These functions help you perform a ROC ("Receiver Operating Characteristic") analysis for one-dimensional linear classifier: values not more than some threshold are classified as "negative", and more than threshold - as "positive". Here input pair of pdqr-functions represent "true" distributions of values with "negative" (f) and "positive" (g) labels.

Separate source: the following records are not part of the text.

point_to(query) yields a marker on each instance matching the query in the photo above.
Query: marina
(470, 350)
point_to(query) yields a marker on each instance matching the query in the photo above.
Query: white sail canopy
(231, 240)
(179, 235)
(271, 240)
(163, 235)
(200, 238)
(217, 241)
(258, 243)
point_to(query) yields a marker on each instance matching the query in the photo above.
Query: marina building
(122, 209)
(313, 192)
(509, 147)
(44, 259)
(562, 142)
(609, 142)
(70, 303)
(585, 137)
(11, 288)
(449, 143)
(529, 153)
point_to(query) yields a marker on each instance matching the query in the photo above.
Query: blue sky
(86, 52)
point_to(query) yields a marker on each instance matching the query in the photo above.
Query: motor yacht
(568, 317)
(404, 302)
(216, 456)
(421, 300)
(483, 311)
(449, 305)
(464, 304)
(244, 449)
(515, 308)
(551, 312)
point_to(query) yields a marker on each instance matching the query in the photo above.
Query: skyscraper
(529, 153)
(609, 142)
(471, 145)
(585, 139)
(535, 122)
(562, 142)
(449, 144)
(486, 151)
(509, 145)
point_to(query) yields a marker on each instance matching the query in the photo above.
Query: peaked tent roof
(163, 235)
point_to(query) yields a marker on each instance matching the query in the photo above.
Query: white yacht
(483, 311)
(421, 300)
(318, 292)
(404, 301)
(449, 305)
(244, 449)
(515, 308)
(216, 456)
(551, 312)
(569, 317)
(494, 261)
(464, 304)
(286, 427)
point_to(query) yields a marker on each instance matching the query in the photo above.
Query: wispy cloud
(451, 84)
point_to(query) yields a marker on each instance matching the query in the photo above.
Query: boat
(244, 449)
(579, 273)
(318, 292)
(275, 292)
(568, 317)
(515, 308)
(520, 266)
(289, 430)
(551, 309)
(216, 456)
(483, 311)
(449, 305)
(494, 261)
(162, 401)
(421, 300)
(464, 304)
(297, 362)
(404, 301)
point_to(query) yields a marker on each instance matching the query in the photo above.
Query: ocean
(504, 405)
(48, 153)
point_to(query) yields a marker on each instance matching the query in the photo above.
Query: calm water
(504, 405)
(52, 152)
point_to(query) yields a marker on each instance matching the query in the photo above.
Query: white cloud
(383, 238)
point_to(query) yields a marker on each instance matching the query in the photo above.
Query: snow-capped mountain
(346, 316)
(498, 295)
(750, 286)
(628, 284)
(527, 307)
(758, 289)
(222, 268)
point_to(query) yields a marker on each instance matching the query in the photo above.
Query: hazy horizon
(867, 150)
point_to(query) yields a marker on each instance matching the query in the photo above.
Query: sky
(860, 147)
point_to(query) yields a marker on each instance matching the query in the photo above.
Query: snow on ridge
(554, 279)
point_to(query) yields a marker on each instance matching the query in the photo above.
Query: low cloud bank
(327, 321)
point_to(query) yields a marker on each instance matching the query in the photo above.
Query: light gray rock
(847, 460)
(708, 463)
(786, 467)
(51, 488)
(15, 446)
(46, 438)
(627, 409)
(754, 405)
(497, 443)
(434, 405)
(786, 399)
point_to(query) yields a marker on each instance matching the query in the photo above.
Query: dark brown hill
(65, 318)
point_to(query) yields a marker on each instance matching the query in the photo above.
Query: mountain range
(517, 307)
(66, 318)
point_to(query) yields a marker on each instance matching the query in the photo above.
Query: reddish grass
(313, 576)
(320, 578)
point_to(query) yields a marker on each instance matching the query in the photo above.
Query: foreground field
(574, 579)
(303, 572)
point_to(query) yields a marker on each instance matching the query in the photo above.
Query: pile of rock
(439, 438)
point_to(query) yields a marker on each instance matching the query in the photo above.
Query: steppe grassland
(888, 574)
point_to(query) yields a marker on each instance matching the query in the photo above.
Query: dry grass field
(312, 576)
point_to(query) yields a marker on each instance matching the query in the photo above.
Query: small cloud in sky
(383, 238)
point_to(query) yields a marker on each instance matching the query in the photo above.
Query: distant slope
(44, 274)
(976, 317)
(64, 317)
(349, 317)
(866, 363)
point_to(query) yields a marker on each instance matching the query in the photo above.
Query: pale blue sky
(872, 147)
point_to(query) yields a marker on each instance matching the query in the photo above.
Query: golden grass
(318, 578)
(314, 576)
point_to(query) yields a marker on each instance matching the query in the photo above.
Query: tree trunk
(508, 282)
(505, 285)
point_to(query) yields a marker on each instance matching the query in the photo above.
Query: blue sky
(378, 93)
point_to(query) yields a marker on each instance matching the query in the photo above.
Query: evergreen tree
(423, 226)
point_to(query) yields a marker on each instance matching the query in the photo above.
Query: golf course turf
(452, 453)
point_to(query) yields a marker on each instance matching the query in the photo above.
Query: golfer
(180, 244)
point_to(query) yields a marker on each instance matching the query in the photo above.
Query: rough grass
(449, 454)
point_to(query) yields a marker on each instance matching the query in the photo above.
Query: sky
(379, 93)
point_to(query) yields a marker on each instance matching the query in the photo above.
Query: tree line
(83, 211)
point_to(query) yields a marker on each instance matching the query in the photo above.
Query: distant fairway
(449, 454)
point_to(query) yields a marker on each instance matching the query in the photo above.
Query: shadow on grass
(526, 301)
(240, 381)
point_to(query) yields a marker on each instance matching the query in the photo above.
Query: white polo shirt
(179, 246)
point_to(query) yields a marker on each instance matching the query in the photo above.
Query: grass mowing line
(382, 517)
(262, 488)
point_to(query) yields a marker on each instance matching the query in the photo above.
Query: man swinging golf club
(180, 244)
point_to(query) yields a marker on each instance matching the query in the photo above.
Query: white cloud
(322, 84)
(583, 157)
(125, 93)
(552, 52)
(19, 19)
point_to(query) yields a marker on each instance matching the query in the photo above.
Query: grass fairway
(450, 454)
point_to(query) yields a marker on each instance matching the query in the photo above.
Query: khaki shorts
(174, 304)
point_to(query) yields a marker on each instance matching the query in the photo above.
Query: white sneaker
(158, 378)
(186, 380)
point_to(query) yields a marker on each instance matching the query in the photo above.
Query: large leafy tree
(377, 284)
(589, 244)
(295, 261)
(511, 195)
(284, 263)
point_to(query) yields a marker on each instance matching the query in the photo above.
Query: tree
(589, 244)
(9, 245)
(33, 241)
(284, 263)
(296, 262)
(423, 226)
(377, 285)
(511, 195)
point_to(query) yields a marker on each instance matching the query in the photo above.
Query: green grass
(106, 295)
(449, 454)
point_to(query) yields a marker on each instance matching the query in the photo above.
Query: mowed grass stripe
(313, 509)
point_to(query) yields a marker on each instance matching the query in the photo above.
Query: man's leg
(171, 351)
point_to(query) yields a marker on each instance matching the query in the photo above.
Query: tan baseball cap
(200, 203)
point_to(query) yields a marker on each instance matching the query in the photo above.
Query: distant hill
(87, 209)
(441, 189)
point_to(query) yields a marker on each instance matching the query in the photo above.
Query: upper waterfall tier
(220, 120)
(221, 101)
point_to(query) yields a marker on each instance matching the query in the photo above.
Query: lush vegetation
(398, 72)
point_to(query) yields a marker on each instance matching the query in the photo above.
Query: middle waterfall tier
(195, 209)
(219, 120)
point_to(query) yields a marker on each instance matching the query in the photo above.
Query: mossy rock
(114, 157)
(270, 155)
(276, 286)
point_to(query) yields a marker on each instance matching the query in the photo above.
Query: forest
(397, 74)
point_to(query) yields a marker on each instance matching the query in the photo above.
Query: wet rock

summ_roc(f, g, n_grid = 1001)

summ_rocauc(f, g, method = "expected")

roc_plot(roc, ..., add_bisector = TRUE)

roc_lines(roc, ...)

Arguments

f

A pdqr-function of any type and class. Represents "true" distribution of "negative" values.

g

A pdqr-function of any type and class. Represents "true" distribution of "positive" values.

n_grid

Number of points of ROC curve to be computed.

method

Method of computing ROC AUC. Should be one of "expected", "pessimistic", "optimistic" (see Details).

roc

A data frame representing ROC curve. Typically an output of summ_roc().

...

Other arguments to be passed to plot() or lines().

add_bisector

If TRUE (default), roc_plot() adds bisector line as reference for "random guess" classifier.

Value

summ_roc() returns a data frame with n_grid rows and columns "threshold" (grid of classification thresholds, ordered decreasingly), "fpr", and "tpr" (corresponding false and true positive rates, ordered non-decreasingly by "fpr").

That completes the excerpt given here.